In April, the New York City Council released its response to the FY2025 Preliminary Budget, which featured several proposals that closely align with recommendations put forth by the Center for an Urban Future.
We are excited to see the these proposals,which include:
Funding CUNY Reconnect and CUNY ACE
The response calls on the mayor to allocate a total baseline amount of $8.7 million for the CUNY Reconnect program to “remove barriers that hinder students from pursuing their degrees.” Our January 2022 report titled Reengaging Adult Learners to Complete College Degrees directly sparked the creation of the CUNY Reconnect program. In our November 2023 oversight hearing testimony, we called on the Council to "renew funding in the upcoming budget" and enact "targeted new investments that can supercharge the effectiveness of CUNY Reconnect."
Similarly, the budget response calls on the mayor to restore and baseline $9.1 million towards CUNY’s ACE (Accelerate, Complete, and Engage) program, an initiative to help students at senior colleges complete their bachelor’s degrees on time. Our March 2023 report, Playing NYC's ACE Card, urged Mayor Adams and the City Council to baseline funding for CUNY ACE and launch an expansion plan.

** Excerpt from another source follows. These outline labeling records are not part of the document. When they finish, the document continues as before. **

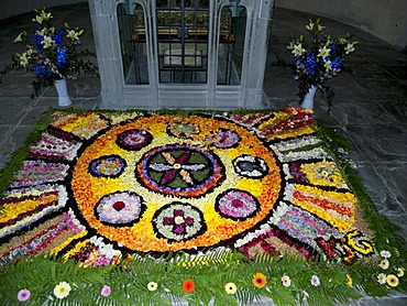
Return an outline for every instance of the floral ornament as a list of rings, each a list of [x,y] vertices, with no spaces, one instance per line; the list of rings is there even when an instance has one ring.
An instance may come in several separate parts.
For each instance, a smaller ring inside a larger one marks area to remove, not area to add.
[[[153,217],[153,227],[157,237],[169,241],[189,240],[207,229],[204,214],[184,203],[173,203],[158,209]]]
[[[13,64],[0,70],[0,83],[1,76],[14,68],[33,70],[34,97],[41,88],[53,86],[56,79],[77,79],[79,73],[96,75],[97,66],[88,59],[96,54],[87,48],[79,50],[84,30],[69,29],[66,23],[65,29],[56,29],[50,12],[45,9],[35,12],[34,29],[21,32],[14,40],[14,43],[23,45],[23,52],[16,53]]]
[[[382,284],[382,285],[386,284],[386,282],[387,282],[387,276],[386,276],[386,274],[384,274],[384,273],[378,274],[378,275],[377,275],[377,282],[378,282],[380,284]]]
[[[155,282],[150,282],[148,284],[147,284],[147,289],[148,291],[156,291],[158,288],[158,284],[157,283],[155,283]]]
[[[345,56],[354,52],[358,42],[352,42],[349,33],[344,37],[324,34],[324,26],[319,19],[316,22],[310,20],[306,31],[311,35],[311,42],[307,43],[304,35],[292,37],[287,50],[295,61],[288,64],[286,59],[277,58],[276,65],[293,69],[294,79],[298,81],[300,101],[316,86],[322,95],[327,95],[330,108],[334,94],[327,83],[345,68]]]
[[[167,127],[167,133],[169,135],[180,139],[194,139],[199,132],[198,125],[189,122],[172,122]]]
[[[227,292],[227,294],[235,294],[238,287],[234,283],[228,283],[224,285],[224,291]]]
[[[246,154],[234,159],[233,167],[237,173],[250,178],[262,178],[268,173],[268,166],[264,160]]]
[[[24,300],[28,300],[31,296],[31,292],[29,289],[21,289],[19,291],[18,295],[16,295],[16,298],[20,300],[20,302],[24,302]]]
[[[119,155],[98,157],[89,163],[89,173],[96,177],[119,177],[127,166]]]
[[[153,140],[153,135],[147,131],[131,129],[119,134],[117,143],[120,147],[128,151],[139,151],[147,146]]]
[[[398,277],[396,275],[389,274],[389,275],[387,275],[386,283],[391,287],[397,287],[399,281],[398,281]]]
[[[65,298],[70,293],[70,285],[66,282],[61,282],[54,287],[54,295],[57,298]]]
[[[147,188],[182,197],[206,194],[224,179],[218,156],[184,144],[153,147],[143,155],[138,172]]]
[[[263,288],[267,283],[267,278],[263,273],[256,273],[253,275],[252,283],[255,287]]]
[[[185,280],[183,283],[183,291],[186,293],[191,293],[195,289],[195,283],[193,280],[188,278]]]
[[[284,275],[282,277],[282,283],[283,283],[283,286],[289,287],[292,285],[292,278],[289,278],[289,276],[287,275]]]
[[[95,215],[105,225],[128,227],[138,222],[145,209],[141,196],[118,192],[103,196],[95,206]]]
[[[311,277],[311,285],[315,287],[318,287],[321,285],[321,282],[317,275],[312,275]]]
[[[108,286],[108,285],[105,285],[105,286],[101,288],[101,291],[100,291],[100,295],[101,295],[101,296],[109,296],[109,295],[110,295],[110,293],[111,293],[111,288],[110,288],[110,286]]]
[[[239,145],[240,136],[235,131],[219,129],[216,132],[210,132],[205,140],[211,142],[216,147],[229,149]]]
[[[229,189],[217,197],[215,209],[224,218],[244,220],[258,211],[260,204],[248,192]]]

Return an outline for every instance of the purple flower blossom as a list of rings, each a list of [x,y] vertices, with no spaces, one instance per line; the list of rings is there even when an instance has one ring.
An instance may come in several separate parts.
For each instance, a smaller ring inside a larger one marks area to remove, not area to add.
[[[102,296],[109,296],[110,295],[110,292],[111,292],[111,288],[108,285],[105,285],[101,288],[101,291],[100,291],[100,295],[102,295]]]
[[[311,284],[315,287],[318,287],[321,284],[321,282],[319,281],[319,277],[317,275],[312,275]]]
[[[20,300],[20,302],[24,302],[24,300],[28,300],[31,296],[31,292],[29,289],[21,289],[19,291],[19,294],[16,295],[16,298]]]
[[[64,30],[58,30],[55,32],[54,41],[58,45],[62,45],[64,43]]]

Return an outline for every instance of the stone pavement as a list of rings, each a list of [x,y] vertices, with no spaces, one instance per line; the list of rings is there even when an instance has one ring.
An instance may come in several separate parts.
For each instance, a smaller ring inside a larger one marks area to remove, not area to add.
[[[87,3],[51,9],[57,23],[85,29],[82,43],[95,50]],[[0,21],[0,68],[10,63],[11,55],[21,52],[21,45],[11,42],[31,28],[33,14],[23,14]],[[276,55],[289,58],[285,50],[290,34],[304,33],[305,24],[314,15],[275,9],[270,41],[270,56],[264,89],[268,107],[285,109],[298,106],[297,87],[289,69],[274,67]],[[349,57],[352,74],[340,74],[331,85],[336,92],[333,107],[327,114],[327,105],[319,101],[315,114],[345,135],[355,151],[355,162],[373,201],[381,214],[400,227],[399,234],[407,239],[407,52],[345,24],[321,19],[329,33],[354,34],[356,52]],[[23,144],[42,113],[57,107],[56,91],[46,88],[34,100],[30,73],[11,73],[0,85],[0,168],[11,154]],[[73,107],[98,108],[100,83],[98,77],[81,77],[69,81]],[[256,304],[260,305],[260,304]],[[270,305],[265,302],[262,305]],[[407,296],[365,298],[354,305],[407,305]]]

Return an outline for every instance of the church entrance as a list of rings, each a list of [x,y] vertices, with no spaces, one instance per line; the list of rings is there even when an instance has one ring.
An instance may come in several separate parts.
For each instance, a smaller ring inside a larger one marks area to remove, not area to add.
[[[89,4],[106,107],[262,106],[273,1]]]

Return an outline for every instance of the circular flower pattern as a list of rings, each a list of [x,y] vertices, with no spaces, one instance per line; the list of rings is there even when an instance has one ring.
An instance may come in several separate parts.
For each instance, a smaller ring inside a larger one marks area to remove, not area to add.
[[[129,151],[138,151],[151,143],[151,133],[140,129],[131,129],[122,132],[118,136],[118,145]]]
[[[199,128],[197,124],[177,121],[168,124],[167,133],[180,139],[194,139],[199,134]]]
[[[94,176],[118,177],[125,166],[125,161],[119,155],[101,156],[90,162],[89,173]]]
[[[252,178],[262,178],[268,173],[267,164],[263,159],[246,154],[235,159],[233,167],[240,175]]]
[[[145,210],[143,199],[133,193],[120,192],[102,197],[95,215],[105,225],[128,227],[139,221]]]
[[[208,151],[168,144],[154,147],[143,156],[136,177],[154,192],[197,197],[219,183],[222,171],[219,159]]]
[[[168,133],[173,122],[182,122],[174,127],[179,136]],[[227,135],[223,142],[219,139],[222,145],[208,142],[211,131]],[[233,166],[243,153],[270,170],[261,184]],[[107,160],[117,156],[121,160]],[[101,170],[99,160],[110,167]],[[121,171],[114,167],[118,161],[123,162]],[[111,123],[84,143],[69,177],[75,214],[85,226],[140,252],[232,243],[265,222],[282,196],[280,171],[263,139],[235,122],[205,114],[139,116]]]
[[[238,145],[240,136],[235,131],[229,129],[218,129],[215,133],[211,131],[206,140],[211,142],[216,147],[227,149]]]
[[[153,217],[153,227],[158,237],[169,241],[188,240],[207,229],[204,214],[185,203],[173,203],[158,209]]]
[[[217,198],[215,209],[224,218],[244,220],[253,217],[260,208],[260,204],[250,193],[229,189]]]

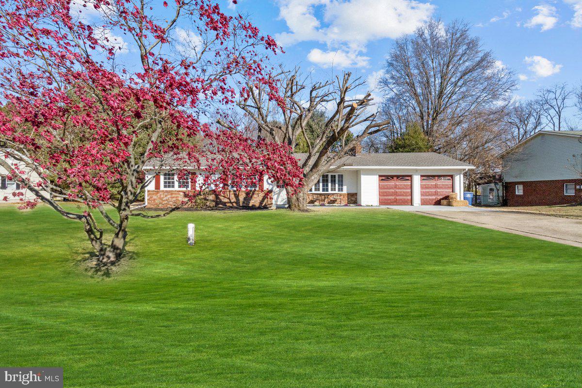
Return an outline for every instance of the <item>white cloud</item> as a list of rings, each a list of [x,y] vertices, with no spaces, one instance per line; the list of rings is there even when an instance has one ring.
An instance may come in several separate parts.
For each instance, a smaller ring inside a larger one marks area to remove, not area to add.
[[[544,31],[553,29],[558,22],[556,7],[548,4],[540,4],[536,5],[532,9],[535,11],[537,15],[528,20],[523,25],[524,27],[533,28],[537,26],[541,26],[541,30]]]
[[[176,48],[180,54],[189,56],[197,56],[197,52],[203,45],[202,38],[191,30],[184,30],[179,27],[176,29],[176,36],[179,44]]]
[[[91,0],[72,0],[70,3],[69,14],[73,17],[88,23],[91,19],[102,17],[108,13],[115,12],[113,6],[100,3],[98,9],[95,8],[95,2]]]
[[[127,42],[122,37],[114,35],[111,30],[102,27],[95,27],[93,30],[93,35],[104,46],[111,47],[122,54],[129,52]]]
[[[499,20],[502,20],[504,19],[507,19],[508,16],[511,15],[511,12],[509,10],[505,11],[502,16],[494,16],[491,19],[489,22],[491,23],[495,23],[495,22],[499,22]]]
[[[289,29],[275,37],[283,48],[316,41],[327,45],[328,54],[339,49],[346,55],[343,59],[365,58],[360,53],[371,41],[414,32],[435,9],[430,3],[414,0],[278,0],[278,4]],[[322,52],[310,54],[321,56]],[[352,62],[367,65],[367,60]]]
[[[232,2],[232,0],[226,0],[226,8],[230,10],[236,10],[236,4]]]
[[[574,16],[570,21],[570,25],[575,29],[582,27],[582,0],[565,0],[566,3],[572,6]]]
[[[526,56],[523,62],[530,65],[527,68],[534,74],[542,78],[559,73],[562,67],[562,65],[556,65],[549,59],[539,55]]]
[[[505,69],[506,67],[507,67],[507,66],[505,66],[505,63],[503,63],[502,62],[501,62],[499,59],[497,59],[497,60],[495,60],[495,67],[498,70],[503,70],[503,69]]]
[[[338,50],[336,51],[322,51],[314,48],[307,55],[307,59],[310,62],[327,69],[332,66],[339,69],[351,67],[365,67],[368,66],[370,58],[361,56],[356,53]]]
[[[380,79],[384,75],[384,72],[382,70],[373,72],[368,76],[366,79],[366,85],[370,90],[377,90],[380,82]]]

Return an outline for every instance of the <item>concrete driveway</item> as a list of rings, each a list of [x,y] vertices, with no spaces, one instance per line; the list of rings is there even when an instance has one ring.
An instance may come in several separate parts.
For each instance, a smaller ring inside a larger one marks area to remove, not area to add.
[[[582,247],[582,220],[483,208],[394,206],[392,209]]]

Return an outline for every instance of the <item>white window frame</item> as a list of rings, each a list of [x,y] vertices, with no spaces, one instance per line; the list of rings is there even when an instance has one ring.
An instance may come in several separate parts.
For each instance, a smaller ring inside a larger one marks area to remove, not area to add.
[[[19,185],[16,181],[10,180],[5,175],[2,176],[2,179],[4,180],[5,182],[6,182],[6,188],[3,188],[2,190],[14,191],[20,189],[20,188],[19,187]]]
[[[327,176],[327,182],[326,183],[326,184],[327,185],[327,187],[328,187],[328,191],[323,191],[323,188],[324,188],[323,177],[324,177],[324,176]],[[333,179],[332,179],[332,177],[331,177],[332,176],[333,177]],[[338,184],[338,183],[339,182],[339,178],[338,177],[340,176],[342,177],[342,179],[341,179],[341,180],[342,180],[342,186],[340,186]],[[333,182],[335,182],[335,190],[331,190],[331,188],[332,188],[332,181]],[[346,186],[344,184],[343,174],[343,173],[324,174],[323,175],[322,175],[320,177],[320,179],[319,179],[318,181],[317,181],[317,183],[315,183],[314,185],[313,185],[313,186],[311,188],[309,189],[309,192],[310,193],[317,193],[317,194],[336,194],[336,193],[346,193],[346,190],[345,190],[345,188],[346,188]],[[341,190],[338,190],[339,188],[341,188]]]
[[[568,185],[571,185],[573,188],[573,193],[572,194],[568,194],[567,190],[566,188],[566,186]],[[576,183],[564,183],[564,195],[576,195]]]
[[[246,179],[243,180],[242,186],[240,187],[240,191],[246,191],[247,190],[258,190],[258,178],[255,178],[253,180],[253,183],[249,184]],[[230,184],[230,183],[228,183],[228,190],[232,191],[237,191],[239,188],[236,186],[233,186]]]
[[[179,189],[180,189],[180,190],[190,190],[190,173],[189,172],[189,173],[186,173],[186,175],[184,176],[184,180],[181,180],[179,179],[178,179],[177,175],[176,176],[176,179],[178,180],[178,185],[176,185],[176,187]],[[184,184],[184,183],[183,183],[184,182],[186,182],[186,184]],[[180,183],[182,183],[181,184],[182,184],[182,185],[183,187],[180,187]]]
[[[171,179],[169,176],[172,176]],[[172,186],[166,186],[166,184],[172,183]],[[162,175],[162,188],[164,190],[173,190],[176,188],[176,173],[165,172]]]

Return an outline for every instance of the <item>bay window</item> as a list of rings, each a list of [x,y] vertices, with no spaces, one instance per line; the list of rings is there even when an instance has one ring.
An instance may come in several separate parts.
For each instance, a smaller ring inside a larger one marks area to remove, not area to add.
[[[343,193],[343,174],[324,174],[310,193]]]

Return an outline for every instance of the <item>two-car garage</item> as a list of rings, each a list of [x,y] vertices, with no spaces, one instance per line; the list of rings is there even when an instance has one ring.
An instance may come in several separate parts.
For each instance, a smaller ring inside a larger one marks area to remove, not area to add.
[[[413,179],[410,175],[378,175],[378,204],[412,205]],[[452,175],[421,175],[420,204],[440,205],[454,191]]]

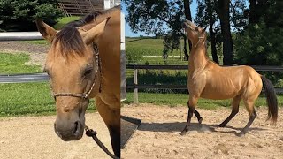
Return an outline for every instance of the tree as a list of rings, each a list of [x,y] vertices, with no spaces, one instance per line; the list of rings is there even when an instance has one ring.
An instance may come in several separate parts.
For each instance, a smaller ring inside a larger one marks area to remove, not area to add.
[[[0,28],[6,31],[36,30],[36,17],[54,25],[62,16],[57,0],[0,0]]]
[[[217,0],[217,13],[220,19],[223,42],[223,64],[232,65],[233,61],[233,41],[230,30],[230,1]]]
[[[178,49],[180,38],[186,43],[186,34],[181,32],[181,22],[185,19],[185,14],[189,19],[190,11],[188,0],[126,0],[128,15],[126,17],[131,29],[134,32],[145,32],[148,34],[164,34],[164,54],[168,54],[174,49]],[[184,46],[184,53],[188,57],[187,45]]]
[[[216,5],[211,0],[197,0],[197,12],[195,22],[202,27],[209,26],[210,36],[208,40],[210,42],[212,59],[219,64],[217,45],[221,46],[221,42],[217,39],[217,34],[219,34],[219,26],[215,24],[218,19],[215,7]]]
[[[262,10],[264,4],[265,10]],[[249,65],[283,64],[283,2],[262,0],[250,4],[249,24],[236,34],[235,55],[238,63]],[[250,15],[252,14],[252,15]],[[255,18],[254,14],[258,17]],[[273,82],[282,73],[264,72]]]

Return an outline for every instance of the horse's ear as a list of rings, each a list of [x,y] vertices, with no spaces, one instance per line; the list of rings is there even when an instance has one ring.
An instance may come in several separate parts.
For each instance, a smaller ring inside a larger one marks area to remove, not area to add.
[[[93,26],[91,29],[89,29],[87,32],[84,32],[81,34],[81,36],[83,38],[83,41],[89,44],[93,42],[97,37],[99,37],[103,33],[104,33],[105,26],[109,20],[110,17],[107,18],[103,22],[99,23],[98,25]]]
[[[45,24],[40,19],[36,19],[35,23],[38,31],[42,34],[43,38],[51,42],[57,34],[57,31],[53,27]]]

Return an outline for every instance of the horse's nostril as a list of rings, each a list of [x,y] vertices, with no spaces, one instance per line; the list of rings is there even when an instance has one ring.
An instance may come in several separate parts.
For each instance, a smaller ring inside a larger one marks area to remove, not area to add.
[[[81,125],[80,125],[80,123],[79,121],[74,122],[74,129],[73,129],[73,133],[74,135],[79,134],[80,132],[80,127],[81,127]]]

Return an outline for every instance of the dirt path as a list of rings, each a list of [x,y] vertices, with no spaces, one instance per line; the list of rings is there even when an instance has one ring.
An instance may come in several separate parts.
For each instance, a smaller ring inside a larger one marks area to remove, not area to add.
[[[248,112],[240,113],[227,125],[218,128],[229,114],[229,109],[200,110],[203,117],[198,125],[194,117],[190,131],[184,136],[179,132],[187,121],[186,107],[126,105],[122,114],[142,119],[142,126],[122,150],[123,158],[282,158],[283,122],[279,110],[276,126],[265,122],[267,109],[257,109],[257,117],[251,131],[244,137],[235,136],[249,120]]]
[[[0,158],[74,159],[109,158],[93,140],[84,135],[79,141],[65,142],[55,134],[56,117],[0,118]],[[108,130],[98,113],[86,115],[98,138],[111,151]]]

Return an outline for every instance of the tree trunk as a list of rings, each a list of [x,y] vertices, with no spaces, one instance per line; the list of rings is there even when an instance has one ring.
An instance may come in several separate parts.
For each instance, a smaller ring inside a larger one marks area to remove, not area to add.
[[[184,10],[185,10],[184,12],[185,12],[186,19],[192,21],[191,9],[189,5],[190,5],[189,0],[184,0]],[[187,57],[187,59],[188,60],[186,40],[187,38],[186,39],[184,38],[184,54],[185,54],[185,57]],[[189,50],[192,49],[192,42],[189,40],[188,40],[188,49]]]
[[[223,64],[232,65],[233,58],[233,41],[230,31],[229,0],[218,0],[218,15],[220,19],[223,42]]]
[[[255,24],[258,22],[258,18],[256,16],[256,0],[249,0],[249,24]]]
[[[183,36],[183,38],[184,38],[184,55],[185,55],[186,60],[188,60],[188,54],[187,54],[187,36],[186,36],[186,34]]]
[[[210,41],[211,41],[211,54],[212,54],[212,59],[217,64],[219,64],[218,57],[218,51],[216,49],[216,37],[215,33],[213,32],[213,24],[215,21],[213,20],[212,17],[212,5],[211,5],[211,0],[207,0],[207,12],[210,19]]]

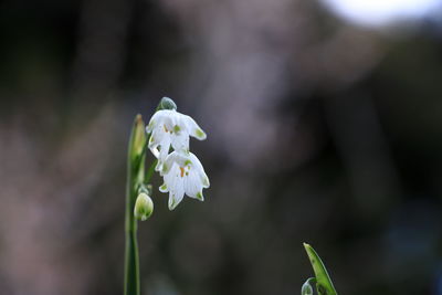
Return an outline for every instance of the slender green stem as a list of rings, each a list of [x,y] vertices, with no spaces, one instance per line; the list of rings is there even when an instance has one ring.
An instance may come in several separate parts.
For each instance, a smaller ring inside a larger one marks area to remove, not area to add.
[[[159,109],[176,109],[177,106],[170,98],[164,97],[157,106]],[[157,160],[149,167],[147,173],[145,170],[147,143],[150,134],[146,136],[145,123],[141,115],[137,115],[130,131],[129,147],[127,155],[127,181],[126,181],[126,251],[125,251],[125,278],[124,294],[140,295],[139,280],[139,257],[137,241],[137,220],[134,217],[135,201],[138,190],[145,183],[148,183],[154,175]],[[149,188],[149,186],[148,186]]]
[[[138,187],[145,178],[145,124],[141,116],[136,116],[129,139],[127,155],[126,181],[126,252],[125,252],[125,295],[139,295],[139,259],[137,242],[137,220],[134,217],[134,206],[138,194]]]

We also reiterated these recommendations around CUNY Reconnect and CUNY ACE in our March 2024 budget hearing testimony, which urged the Council to invest in CUNY Reconnect and ACE as key steps toward boosting economic mobility.
Investing in Training Future Teachers in Computing Education
The City Council also put forward an exciting new proposal to ensure that more current and future New York City public school teachers have the skills needed to integrate computing concepts into their practices so that “every young person, particularly Black and Latina girls, can build confidence in computing from an early age.” This proposal was directly inspired by our 2023 Expanding on CS4All report, which argued that "new policies and investments are needed to ensure far more New Yorkers of color, women, and low-income residents get on the path to technology-powered careers. Achieving this will only be possible by training thousands more of the city’s future teachers—at all grade levels and in every subject—to integrate the core concepts of computing education into their classrooms."
The Council's response also includes, for the first time, a commitment to invest in CUNY's innovative CITE program, an opportunity that we first elevated onto the radar of policymakers in our Expanding on CS4All report and also included in our October 2023 op-ed, co-authored with City Council Education Committee Chair Rita Joseph. The response calls on the mayor to invest $564,000 in FY 2025 to expand this program.
The response also proposes a new "Computing Across the Curriculum Micro-Credential" that was influecned by our 2023 report. The Council writes that this new initiative "would help educators learn how to integrate computing equitably in their instruction." As we wrote in our report, the city should launch a new program or fellowship aimed at helping "students pursuing teaching degrees to train in integrated computing education."
Increasing Support for Underresourced and Reentry Entreprenreurs by Leveraging Community Development Financial Institutions
The Council "urges the Administration to provide $1 million to fund CDFIs to create programs that specifically support under-represented entrepreneurs." Our December 2022 report, Bolstering Immigrant- and Minority-Owned Small Businesses by Scaling Up CDFIs, argued that new investments in CDFIs would “bolster New York’s minority- and immigrant-owned businesses and help create community and generational wealth in underserved and under-resourced neighborhoods.”
The Council's response also "advocates that the Administration extend this support to entrepreneurs with past justice system-involvement." This was the key recommendation of our 2022 Starting Up and Staying Out report, which called on the city to "support pathways to entrepreneurship for those leaving incarceration."
Bolstering DYCD Adult Literacy and Older Adult Services
The call for the mayor to restore the DYCD-funded adult literacy programs through an additional $10 million and baseline the initiative echoes our 2023 report, Preparing Today's Asylum-Seekers to Be Tomorrow's Workforce, which called on the city and state to expand support for ESOL and showed that "unmet demand for ESOL classes is surging . . . even before the current wave of asylum seekers."
In addition, the budget response proposes that the city issue new RFPs for older adult center contracts that "should account for the current needs of the City’s growing older adult population." CUF's February 2024 oversight hearing testimony proposed several policy ideas that would help the city plan for its diverse older adult population including future RFPs.